7. Kargo stresses the importance of creative science and building mobile-first ads to lift viewability and engagement, could you elaborate on this? How do you see the role of creative science for mobile now and going forward?
Our entire model is built around research. Our creative science really involves building ad formats and behaviourally testing them in the lab with our research partners to figure out what actually gets people noticing and positively engaging with them. As a result all of our ad units are built with a set of design principles in mind. Ultimately our aim is to balance the needs of the user, publisher and advertiser – whilst delivering campaign performance orders of magnitude higher than standard video or display.
Moving forward I think it’s going to be critical and the industry will hopefully become a bit more critical/exacting in terms of the creatives they approve. So for example to buy a standard 320×50 on mobile for the sake of “buying efficiencies” is crazy to me when we know 7/10 users don’t actually look at them. Creative science aside hopefully the economics will push buyers towards better ways of storytelling. Similarly, I think, or at least hope, the days of hyper intrusive banners are behind us. If I’m reading the news and my content is squished to one side, I am subjected to an interstitial or I have to scroll for days to get through an ad I’m probably not going to think too much of whatever product you’re trying to sell me or the site that hosted it. All of our research shows that these type of executions, whilst perhaps nice on a powerpoint, can actually have the opposite effect for advertisers and publishers alike.

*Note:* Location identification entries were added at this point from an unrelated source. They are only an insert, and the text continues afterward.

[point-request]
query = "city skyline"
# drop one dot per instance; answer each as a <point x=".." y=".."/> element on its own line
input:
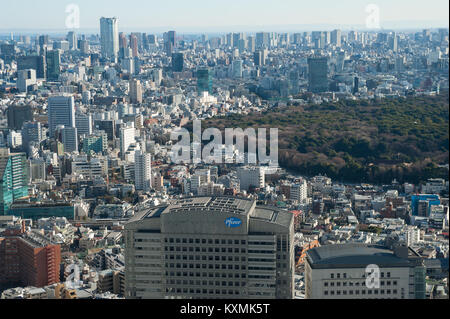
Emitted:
<point x="248" y="16"/>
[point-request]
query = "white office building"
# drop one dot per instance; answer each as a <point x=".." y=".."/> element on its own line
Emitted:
<point x="61" y="111"/>
<point x="251" y="177"/>
<point x="127" y="137"/>
<point x="70" y="139"/>
<point x="109" y="37"/>
<point x="142" y="171"/>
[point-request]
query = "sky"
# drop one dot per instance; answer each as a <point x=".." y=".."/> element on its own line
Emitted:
<point x="221" y="15"/>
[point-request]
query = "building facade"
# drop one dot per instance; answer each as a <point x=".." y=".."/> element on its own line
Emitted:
<point x="210" y="247"/>
<point x="339" y="272"/>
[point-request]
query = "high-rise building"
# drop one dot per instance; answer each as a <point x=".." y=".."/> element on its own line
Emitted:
<point x="53" y="64"/>
<point x="17" y="115"/>
<point x="251" y="177"/>
<point x="177" y="62"/>
<point x="61" y="111"/>
<point x="83" y="123"/>
<point x="237" y="68"/>
<point x="142" y="171"/>
<point x="25" y="79"/>
<point x="135" y="91"/>
<point x="134" y="45"/>
<point x="318" y="74"/>
<point x="13" y="178"/>
<point x="393" y="42"/>
<point x="109" y="37"/>
<point x="336" y="37"/>
<point x="210" y="247"/>
<point x="339" y="272"/>
<point x="73" y="41"/>
<point x="170" y="42"/>
<point x="204" y="81"/>
<point x="97" y="142"/>
<point x="70" y="139"/>
<point x="31" y="133"/>
<point x="28" y="259"/>
<point x="35" y="62"/>
<point x="43" y="43"/>
<point x="127" y="137"/>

8. What do you see as the major challenges for publishers on mobile and what advice would you give them?
I see a few:
- There are a lot of tech providers and products out there, which in itself can be pretty overwhelming. Particularly for smaller publishers. Things are always changing so do be open minded and flexible so as not to miss the opportunity, but also make sure you’re asking a lot of questions of new potential partners and the implications for your revenue and audience.
- Balancing UX with yield:
• 7/10 people don’t see a standard banner and your CPM’s largely reflect that
• “High Impact” can be a double-edged sword so ask your partners about their UX testing. It’s nice to get the sugar hit of a new ad format, but when you start losing audience that will hurt more over the longer term.
- Paying for journalism and high quality content – obviously we are in an interesting place with the US tech giants right now. This is a really important issue that has implications for publishers’ commercial prospects (largely on mobile) but also society at large. It is going to be an interesting period.
9. How do you view the future of mobile advertising?
I think there are a few things that will happen in the coming years, some major themes are:
- Privacy both in terms of regulation and device manufactures – This has been an ongoing theme which has seen ITP, GDPR, CCPA, PDPA etc. next up are the “Cookie apocalypse” and the new iOS rules.
- A redistribution of social display spends driven largely by privacy / brand safety / trust issues, towards high quality publishing and platforms that figure out how to make UGC environments safer for advertisers.
- Supply Path Optimisation, a desire for unique access points and a rationalising of suppliers and partners for both buyers and publishers.
- Hopefully we’ll all be able to meet in person and have some of those fabled media lunches again safely soon.